Oil prices have been cut in half.
All thanks in large part to oversupply, trade war fears, and a stronger dollar.
However, according to Goldman Sachs, oil prices could swing higher.
“Core-OPEC producers are adopting a shock and awe strategy, and exceeding their cut commitment,” says Goldman Sachs, as quoted by Bloomberg. “Disruptions have increased with risks that Venezuela’s production decline accelerates following the introduction of additional U.S. sanctions related to the Venezuelan oil industry. U.S. producers are also so far guiding towards restrained shale production growth.”
In addition, Goldman Sachs also points to improvements in oil inventories.
For example, the American Petroleum Institute (API) just reported that inventories fell by 998,000 in the week ending February 8 2019, as compared to expectations for a build of at least 2.7 million barrels.
Another catalyst — Saudi Arabia Energy Minister Khalid al-Falih said production would fall below 10 million bpd in March 2019. That’s 500,000 bpd below initial targets.
Stocks to Watch on Oil Recovery
Should we see further progress, we believe oil could push back to $77 – which could fuel a sizable rally in aggressively oversold oil names.

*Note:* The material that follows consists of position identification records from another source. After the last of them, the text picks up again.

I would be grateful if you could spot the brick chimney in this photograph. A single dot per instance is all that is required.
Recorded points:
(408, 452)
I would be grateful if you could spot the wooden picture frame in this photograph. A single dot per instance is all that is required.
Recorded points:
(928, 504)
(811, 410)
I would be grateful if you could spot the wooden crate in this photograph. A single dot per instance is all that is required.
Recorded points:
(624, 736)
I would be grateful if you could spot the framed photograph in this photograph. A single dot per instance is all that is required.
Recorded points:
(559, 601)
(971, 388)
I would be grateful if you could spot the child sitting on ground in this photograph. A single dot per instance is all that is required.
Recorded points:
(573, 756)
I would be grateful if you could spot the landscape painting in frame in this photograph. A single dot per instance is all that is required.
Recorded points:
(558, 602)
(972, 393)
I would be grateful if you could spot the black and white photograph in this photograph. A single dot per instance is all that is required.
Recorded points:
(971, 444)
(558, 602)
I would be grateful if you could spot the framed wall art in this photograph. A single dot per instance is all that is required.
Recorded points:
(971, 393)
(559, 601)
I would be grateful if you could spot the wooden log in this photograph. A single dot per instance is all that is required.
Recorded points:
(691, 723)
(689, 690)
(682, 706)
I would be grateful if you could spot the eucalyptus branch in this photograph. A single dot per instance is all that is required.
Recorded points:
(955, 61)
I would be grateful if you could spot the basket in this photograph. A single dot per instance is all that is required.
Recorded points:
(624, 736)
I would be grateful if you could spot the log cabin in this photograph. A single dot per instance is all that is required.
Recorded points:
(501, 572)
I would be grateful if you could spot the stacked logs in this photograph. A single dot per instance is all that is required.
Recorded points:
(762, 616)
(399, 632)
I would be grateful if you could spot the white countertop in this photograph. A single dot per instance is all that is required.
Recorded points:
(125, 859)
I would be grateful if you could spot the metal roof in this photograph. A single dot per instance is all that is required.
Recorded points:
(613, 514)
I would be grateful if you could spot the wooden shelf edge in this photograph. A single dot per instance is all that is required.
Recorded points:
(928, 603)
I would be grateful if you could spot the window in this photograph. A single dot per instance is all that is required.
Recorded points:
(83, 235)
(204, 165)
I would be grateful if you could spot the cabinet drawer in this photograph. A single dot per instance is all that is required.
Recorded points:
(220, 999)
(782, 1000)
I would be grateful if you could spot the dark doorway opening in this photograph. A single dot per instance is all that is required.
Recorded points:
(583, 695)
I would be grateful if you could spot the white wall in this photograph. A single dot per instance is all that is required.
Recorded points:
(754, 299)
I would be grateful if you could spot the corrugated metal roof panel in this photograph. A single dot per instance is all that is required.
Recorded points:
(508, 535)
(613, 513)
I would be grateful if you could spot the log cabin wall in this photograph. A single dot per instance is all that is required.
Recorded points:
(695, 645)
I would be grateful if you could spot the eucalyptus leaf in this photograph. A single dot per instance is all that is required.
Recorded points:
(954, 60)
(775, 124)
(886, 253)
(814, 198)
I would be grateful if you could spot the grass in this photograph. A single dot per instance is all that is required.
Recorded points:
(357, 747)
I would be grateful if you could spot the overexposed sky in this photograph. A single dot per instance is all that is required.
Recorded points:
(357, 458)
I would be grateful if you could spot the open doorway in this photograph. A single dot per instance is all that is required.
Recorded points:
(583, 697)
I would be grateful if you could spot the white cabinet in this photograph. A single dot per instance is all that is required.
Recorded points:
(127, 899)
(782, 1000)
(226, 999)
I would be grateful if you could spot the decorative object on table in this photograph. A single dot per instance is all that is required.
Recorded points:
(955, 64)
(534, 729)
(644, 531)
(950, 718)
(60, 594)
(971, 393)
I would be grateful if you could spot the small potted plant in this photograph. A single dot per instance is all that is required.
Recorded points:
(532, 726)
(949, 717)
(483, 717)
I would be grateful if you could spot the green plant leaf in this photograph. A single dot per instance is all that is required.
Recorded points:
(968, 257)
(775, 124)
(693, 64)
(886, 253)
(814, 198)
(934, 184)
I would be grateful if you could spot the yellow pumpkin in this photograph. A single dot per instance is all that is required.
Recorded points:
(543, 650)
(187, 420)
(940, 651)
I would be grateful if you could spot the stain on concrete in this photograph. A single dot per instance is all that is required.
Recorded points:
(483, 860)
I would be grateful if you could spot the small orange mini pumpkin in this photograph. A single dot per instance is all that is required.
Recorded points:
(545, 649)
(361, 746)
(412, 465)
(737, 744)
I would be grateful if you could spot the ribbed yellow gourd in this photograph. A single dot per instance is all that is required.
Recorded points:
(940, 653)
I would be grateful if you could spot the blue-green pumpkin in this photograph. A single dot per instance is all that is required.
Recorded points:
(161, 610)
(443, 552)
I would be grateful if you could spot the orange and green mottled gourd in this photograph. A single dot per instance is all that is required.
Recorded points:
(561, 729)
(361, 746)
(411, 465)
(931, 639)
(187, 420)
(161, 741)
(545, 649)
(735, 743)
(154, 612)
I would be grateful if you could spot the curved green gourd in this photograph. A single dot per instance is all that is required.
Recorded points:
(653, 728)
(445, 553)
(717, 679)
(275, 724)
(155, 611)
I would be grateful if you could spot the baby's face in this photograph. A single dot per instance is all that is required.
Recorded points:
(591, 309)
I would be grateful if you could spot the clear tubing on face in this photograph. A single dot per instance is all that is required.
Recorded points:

You may want to consider Marathon Oil (MRO), Laredo Petroleum (LPI), Exxon Mobil (XOM), Devon Energy (DVN), Chevron (CVX).
As for small-cap oil opportunities, keep an eye on Laredo Petroleum (LPI), for example.
With solid fundamental growth and a growing position in the Permian Basin, we believe Laredo Petroleum could see higher prices and become a potential acquisition target. In our opinion, LPI is in a great position to do well with exposure to the U.S. oil production boom with an established position in one of the hottest U.S basins.